Nos sociétés contemporaines ont une propension étonnante à remettre en cause dans les faits ce qui faisait l’identité profonde, la raison d’être même, d’Urbanité et de Ruralité. Cette remise en cause trouble au plus haut point ceux qui avaient construit leur vision du monde et leur territorialité avec le portrait des sœurs jumelles en toile de fond, et ceux-‐là sont autant des résidents de nos quartiers les plus denses que des habitants des villages les plus modestes. Pourtant, dans le même temps, nos sociétés, qui décidément aiment le paradoxe, sont plus attachées que jamais aux différences entre villes et campagnes.
On continue d’invoquer ces deux mondes sur un mode différencié; on continue de parler d’«aller en ville» et d’«aller à la campagne» alors que les différences objectives sont de plus en plus difficiles à établir; on continue d’aménager nos communes et nos cantons avec le clair souci d’opposer ces deux univers que tout lie par ailleurs. Tout donne à penser que même en niant la singularité profonde d’Urbanité et de Ruralité, et a fortiori leur gémellité, nous sommes soucieux de continuer d’y croire et de mettre en scène cette élégante fiction.

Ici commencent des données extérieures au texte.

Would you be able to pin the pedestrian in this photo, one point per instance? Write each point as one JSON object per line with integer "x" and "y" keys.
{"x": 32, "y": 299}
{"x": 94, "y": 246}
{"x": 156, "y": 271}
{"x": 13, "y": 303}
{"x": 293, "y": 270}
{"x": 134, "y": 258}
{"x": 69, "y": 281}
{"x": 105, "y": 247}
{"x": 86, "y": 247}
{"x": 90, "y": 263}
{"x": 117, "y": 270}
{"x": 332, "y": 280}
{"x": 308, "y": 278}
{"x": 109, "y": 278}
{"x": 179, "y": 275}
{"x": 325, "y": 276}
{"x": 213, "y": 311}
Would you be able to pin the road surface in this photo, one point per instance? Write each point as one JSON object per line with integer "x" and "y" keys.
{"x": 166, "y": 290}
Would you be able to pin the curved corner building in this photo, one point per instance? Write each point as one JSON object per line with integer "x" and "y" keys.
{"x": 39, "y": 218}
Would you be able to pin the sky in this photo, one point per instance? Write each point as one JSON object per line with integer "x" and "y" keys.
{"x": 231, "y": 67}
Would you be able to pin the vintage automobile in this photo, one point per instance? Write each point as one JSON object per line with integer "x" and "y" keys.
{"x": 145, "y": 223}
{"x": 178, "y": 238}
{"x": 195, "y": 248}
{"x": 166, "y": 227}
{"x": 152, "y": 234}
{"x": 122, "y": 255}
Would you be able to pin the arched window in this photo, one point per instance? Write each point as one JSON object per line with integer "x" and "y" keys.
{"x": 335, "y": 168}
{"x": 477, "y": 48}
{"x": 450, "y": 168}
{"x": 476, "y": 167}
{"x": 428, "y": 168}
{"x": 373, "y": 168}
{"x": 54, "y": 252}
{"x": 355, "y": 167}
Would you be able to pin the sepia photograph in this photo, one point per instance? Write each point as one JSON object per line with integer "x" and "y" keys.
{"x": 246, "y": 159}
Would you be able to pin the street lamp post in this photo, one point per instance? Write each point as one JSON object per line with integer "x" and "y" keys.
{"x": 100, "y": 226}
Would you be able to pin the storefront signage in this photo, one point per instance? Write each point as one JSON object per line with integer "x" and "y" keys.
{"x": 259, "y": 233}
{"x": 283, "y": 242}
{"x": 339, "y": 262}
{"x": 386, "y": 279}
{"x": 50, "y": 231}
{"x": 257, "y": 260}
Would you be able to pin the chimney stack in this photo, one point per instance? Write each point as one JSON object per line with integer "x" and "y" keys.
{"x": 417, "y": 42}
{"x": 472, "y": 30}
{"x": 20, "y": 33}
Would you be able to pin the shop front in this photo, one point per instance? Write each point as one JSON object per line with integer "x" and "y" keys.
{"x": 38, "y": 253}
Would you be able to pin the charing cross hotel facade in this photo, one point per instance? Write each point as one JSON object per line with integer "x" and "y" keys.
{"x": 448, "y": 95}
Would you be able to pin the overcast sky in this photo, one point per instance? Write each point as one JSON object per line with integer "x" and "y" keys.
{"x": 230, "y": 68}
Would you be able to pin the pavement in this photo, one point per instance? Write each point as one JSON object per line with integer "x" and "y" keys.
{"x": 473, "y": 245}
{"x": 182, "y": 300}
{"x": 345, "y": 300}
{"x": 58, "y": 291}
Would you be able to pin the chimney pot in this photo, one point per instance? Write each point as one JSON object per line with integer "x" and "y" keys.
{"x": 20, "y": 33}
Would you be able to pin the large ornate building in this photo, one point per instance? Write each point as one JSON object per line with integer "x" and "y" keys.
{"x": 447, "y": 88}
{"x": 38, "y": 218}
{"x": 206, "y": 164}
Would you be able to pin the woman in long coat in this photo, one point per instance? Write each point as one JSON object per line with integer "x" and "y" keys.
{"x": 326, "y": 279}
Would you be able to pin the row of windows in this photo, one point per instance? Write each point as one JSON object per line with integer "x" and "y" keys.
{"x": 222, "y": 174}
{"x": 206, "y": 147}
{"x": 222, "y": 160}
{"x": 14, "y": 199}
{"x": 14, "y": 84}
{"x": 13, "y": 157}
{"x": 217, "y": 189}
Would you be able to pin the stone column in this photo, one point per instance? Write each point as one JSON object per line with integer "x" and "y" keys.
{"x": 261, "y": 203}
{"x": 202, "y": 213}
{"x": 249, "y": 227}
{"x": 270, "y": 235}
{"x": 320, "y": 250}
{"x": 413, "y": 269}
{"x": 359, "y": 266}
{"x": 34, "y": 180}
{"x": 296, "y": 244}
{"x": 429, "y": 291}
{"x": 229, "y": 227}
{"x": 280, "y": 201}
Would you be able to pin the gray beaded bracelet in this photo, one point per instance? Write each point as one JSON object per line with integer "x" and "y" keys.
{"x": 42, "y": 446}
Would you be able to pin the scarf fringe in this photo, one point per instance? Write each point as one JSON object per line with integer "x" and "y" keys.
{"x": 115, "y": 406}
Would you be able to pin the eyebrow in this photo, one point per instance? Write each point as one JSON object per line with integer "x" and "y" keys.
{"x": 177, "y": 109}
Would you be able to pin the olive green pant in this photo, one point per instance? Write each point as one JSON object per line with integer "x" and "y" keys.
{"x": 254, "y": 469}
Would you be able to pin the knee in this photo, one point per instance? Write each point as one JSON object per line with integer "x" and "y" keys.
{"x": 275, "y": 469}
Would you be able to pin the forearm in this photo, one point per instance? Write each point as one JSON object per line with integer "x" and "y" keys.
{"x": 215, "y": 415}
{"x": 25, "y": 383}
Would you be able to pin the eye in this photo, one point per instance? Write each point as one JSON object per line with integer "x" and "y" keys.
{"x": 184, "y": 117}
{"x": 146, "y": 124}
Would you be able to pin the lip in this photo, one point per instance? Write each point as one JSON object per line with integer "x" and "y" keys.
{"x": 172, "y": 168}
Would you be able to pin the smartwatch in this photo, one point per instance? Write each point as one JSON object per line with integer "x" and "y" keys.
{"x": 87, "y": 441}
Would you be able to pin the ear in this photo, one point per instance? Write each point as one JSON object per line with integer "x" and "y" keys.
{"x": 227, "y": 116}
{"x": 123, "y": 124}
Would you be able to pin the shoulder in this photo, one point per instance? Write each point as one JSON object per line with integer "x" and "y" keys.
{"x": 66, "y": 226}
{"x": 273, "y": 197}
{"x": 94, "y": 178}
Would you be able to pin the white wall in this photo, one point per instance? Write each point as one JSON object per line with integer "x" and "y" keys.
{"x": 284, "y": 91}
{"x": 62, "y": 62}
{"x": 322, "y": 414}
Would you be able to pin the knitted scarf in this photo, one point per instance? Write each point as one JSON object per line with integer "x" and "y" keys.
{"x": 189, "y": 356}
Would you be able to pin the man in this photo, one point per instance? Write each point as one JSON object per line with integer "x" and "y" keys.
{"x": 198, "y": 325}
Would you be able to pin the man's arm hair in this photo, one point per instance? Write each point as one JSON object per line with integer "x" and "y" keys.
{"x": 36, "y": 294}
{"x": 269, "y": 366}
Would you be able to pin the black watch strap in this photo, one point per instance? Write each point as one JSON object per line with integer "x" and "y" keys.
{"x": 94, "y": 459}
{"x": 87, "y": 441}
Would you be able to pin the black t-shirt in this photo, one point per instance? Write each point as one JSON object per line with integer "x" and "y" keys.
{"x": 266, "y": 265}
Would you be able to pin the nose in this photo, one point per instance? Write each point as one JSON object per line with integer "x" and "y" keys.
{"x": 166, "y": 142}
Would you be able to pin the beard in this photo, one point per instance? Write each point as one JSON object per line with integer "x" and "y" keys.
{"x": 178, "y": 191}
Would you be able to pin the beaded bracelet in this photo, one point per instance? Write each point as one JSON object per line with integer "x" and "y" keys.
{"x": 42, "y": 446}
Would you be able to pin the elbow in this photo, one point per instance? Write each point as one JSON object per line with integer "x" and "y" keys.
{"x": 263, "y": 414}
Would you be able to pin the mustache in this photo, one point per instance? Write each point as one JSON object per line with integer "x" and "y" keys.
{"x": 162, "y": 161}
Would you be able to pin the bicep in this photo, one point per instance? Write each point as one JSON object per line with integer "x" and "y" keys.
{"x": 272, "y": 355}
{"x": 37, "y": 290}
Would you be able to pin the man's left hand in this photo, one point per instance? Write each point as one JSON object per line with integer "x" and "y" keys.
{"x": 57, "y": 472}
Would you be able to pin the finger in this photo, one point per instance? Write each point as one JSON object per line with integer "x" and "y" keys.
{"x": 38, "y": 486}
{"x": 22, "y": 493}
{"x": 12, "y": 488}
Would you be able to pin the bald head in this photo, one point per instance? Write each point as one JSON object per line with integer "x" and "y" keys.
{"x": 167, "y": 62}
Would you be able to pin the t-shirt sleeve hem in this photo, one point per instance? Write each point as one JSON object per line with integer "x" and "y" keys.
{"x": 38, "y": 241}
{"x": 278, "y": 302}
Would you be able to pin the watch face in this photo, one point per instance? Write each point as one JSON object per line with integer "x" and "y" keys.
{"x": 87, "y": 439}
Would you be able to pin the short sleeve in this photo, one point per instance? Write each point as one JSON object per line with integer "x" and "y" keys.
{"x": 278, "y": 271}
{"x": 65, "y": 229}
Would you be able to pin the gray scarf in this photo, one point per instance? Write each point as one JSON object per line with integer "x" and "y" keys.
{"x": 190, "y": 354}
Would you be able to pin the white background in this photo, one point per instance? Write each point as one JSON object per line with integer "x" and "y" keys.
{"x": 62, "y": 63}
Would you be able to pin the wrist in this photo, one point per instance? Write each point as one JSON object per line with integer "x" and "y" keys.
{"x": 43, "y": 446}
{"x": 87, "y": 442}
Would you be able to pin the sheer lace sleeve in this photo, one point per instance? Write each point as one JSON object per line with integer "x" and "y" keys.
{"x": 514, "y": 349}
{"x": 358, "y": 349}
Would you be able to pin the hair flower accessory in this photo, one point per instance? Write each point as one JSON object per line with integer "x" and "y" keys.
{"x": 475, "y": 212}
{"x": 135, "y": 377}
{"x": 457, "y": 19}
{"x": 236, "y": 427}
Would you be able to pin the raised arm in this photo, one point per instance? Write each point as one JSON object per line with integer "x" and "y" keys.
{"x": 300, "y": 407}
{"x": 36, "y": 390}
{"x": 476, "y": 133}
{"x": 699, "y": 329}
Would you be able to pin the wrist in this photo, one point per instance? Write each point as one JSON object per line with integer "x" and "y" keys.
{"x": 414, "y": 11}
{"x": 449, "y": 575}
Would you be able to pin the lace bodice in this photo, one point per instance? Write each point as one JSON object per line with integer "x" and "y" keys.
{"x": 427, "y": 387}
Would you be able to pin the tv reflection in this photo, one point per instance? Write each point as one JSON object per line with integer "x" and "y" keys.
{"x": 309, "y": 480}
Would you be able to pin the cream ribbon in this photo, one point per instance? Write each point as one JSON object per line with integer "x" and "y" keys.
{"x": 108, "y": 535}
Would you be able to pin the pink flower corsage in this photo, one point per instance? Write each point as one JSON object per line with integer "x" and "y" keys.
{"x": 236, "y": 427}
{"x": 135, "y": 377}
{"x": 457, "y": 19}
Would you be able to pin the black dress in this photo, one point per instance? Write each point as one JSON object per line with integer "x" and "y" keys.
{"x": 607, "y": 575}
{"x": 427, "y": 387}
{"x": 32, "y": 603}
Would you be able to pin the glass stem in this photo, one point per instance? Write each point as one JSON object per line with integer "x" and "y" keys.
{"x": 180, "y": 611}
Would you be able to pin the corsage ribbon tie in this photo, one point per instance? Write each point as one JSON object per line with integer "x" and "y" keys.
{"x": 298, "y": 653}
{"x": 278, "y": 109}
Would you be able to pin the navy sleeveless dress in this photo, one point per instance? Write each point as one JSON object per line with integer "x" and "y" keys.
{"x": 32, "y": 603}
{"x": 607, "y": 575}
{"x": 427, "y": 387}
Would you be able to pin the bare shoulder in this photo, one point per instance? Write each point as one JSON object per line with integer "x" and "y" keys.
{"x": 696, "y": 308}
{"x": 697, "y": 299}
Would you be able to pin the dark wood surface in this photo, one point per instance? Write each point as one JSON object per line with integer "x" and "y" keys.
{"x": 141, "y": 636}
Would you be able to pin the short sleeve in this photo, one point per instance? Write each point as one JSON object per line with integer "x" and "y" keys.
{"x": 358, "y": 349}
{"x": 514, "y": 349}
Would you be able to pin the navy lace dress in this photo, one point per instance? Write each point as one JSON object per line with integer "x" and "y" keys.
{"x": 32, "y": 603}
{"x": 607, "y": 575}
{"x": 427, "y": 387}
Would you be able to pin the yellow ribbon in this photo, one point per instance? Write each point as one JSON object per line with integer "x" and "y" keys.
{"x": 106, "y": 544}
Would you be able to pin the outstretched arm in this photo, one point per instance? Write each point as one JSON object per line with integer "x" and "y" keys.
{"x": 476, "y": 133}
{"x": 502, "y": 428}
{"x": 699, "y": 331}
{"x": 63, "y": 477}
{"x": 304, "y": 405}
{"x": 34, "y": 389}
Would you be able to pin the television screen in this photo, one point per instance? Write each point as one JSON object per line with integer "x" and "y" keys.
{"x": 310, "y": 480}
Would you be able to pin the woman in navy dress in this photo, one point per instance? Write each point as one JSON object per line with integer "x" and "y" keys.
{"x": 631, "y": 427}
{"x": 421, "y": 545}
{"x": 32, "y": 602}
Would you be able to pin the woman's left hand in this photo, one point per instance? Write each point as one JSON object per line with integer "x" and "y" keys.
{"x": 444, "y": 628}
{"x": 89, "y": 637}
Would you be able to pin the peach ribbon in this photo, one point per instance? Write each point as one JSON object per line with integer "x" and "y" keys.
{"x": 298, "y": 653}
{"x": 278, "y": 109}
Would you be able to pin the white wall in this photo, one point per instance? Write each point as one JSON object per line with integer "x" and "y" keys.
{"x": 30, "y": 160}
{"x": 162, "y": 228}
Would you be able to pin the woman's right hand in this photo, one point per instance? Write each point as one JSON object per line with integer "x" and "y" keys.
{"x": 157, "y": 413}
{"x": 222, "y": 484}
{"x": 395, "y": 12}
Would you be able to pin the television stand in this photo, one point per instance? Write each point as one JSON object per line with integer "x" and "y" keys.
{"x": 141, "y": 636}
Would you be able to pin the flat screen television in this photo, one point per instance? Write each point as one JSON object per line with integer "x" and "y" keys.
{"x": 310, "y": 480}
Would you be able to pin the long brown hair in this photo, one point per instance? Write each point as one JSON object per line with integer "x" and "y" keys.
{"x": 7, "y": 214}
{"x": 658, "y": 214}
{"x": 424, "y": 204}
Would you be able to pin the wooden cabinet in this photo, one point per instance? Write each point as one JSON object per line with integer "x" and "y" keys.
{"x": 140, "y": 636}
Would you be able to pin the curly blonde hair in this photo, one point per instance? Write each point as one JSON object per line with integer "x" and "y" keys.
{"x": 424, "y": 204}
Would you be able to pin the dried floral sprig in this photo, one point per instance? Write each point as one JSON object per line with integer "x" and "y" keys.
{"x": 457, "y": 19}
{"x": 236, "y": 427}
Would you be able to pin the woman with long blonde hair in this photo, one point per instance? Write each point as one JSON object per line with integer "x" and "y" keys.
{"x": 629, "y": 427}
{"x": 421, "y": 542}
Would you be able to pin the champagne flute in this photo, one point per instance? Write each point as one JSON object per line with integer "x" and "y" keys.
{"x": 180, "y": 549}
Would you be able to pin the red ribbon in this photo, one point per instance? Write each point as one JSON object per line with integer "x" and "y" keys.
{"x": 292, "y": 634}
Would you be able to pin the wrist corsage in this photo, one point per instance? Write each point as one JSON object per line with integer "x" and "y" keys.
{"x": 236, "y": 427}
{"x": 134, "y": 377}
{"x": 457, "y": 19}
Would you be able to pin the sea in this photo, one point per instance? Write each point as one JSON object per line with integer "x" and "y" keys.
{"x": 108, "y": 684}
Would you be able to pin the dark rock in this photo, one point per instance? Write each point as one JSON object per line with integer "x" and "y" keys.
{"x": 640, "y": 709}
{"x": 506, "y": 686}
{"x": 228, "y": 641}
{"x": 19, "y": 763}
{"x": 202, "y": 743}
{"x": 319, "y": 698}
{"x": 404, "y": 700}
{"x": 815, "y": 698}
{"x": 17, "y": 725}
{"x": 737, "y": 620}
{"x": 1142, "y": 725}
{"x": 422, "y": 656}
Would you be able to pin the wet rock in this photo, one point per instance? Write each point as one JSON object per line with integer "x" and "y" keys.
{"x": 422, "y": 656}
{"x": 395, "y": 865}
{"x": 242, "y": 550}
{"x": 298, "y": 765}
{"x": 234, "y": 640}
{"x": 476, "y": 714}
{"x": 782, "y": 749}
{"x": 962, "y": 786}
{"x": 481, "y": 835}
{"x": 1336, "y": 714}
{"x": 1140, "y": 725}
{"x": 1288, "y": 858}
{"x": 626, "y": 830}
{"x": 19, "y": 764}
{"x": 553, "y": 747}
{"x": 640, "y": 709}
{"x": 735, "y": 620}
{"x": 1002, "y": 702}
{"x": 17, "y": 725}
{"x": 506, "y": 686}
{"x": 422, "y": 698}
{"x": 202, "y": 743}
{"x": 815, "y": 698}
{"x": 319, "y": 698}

Alors oui, dans ces conditions, Urbanité et Ruralité sont bel(les) et bien jumelles. Mais pas en tant que personnes, ni même en tant qu’entités sociales ou spatiales. Urbanité et Ruralité sont les images jumelles, aussi antagonistes que complémentaires, de nos imaginaires sociaux et géographiques.
Nous en avons besoin autant pour penser les territoires de notre quotidien que pour raconter la trajectoire de notre civilisation, quitte à ce que l’histoire racontée prenne la forme du récit tragique où l’amour entre sœurs jumelles devient cannibale.